ACTIVE: And God said, Let there be light.

ACTIVE: And there was light.

ACTIVE: And God saw the light, that it was good.

ACTIVE: And God divided the light from the darkness.

ACTIVE: And God called the light Day, and the darkness he called Night.

ACTIVE: And the evening and the morning were the first day.



### Example 3: Emma (Austen)

In [14]:
sentences = [
    "Emma Woodhouse, handsome, clever, and rich, with a comfortable home and happy disposition, seemed to unite some of the best blessings of existence; and had lived nearly twenty-one years in the world with very little to distress or vex her.",
    "She was the youngest of the two daughters of a most affectionate, indulgent father; and had, in consequence of her sister's marriage, been mistress of his house from a very early period.", 
    "Her mother had died too long ago for her to have more than an indistinct remembrance of her caresses; and her place had been supplied by an excellent woman as governess, who had fallen little short of a mother in affection.",
    "Sixteen years had Miss Taylor been in Mr. Woodhouse's family, less as a governess than a friend, very fond of both daughters, but particularly of Emma.",
    "Between _them_ it was more the intimacy of sisters.",
]

print_sentences_and_voices(sentences)

ACTIVE: Emma Woodhouse, handsome, clever, and rich, with a comfortable home and happy disposition, seemed to unite some of the best blessings of existence; and had lived nearly twenty-one years in the world with very little to distress or vex her.

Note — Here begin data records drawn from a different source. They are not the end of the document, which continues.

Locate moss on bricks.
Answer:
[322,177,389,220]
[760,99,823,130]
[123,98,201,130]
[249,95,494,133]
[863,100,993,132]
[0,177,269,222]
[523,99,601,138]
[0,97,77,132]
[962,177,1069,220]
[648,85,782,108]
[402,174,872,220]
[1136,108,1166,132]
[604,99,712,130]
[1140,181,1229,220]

ACTIVE: She was the youngest of the two daughters of a most affectionate, indulgent father; and had, in consequence of her sister's marriage, been mistress of his house from a very early period.

PASSIVE: Her mother had died too long ago for her to have more than an indistinct remembrance of her caresses; and her place had been supplied by an excellent woman as governess, who had fallen little short of a mother in affection.

ACTIVE: Sixteen years had Miss Taylor been in Mr. Woodhouse's family, less as a governess than a friend, very fond of both daughters, but particularly of Emma.

ACTIVE: Between _them_ it was more the intimacy of sisters.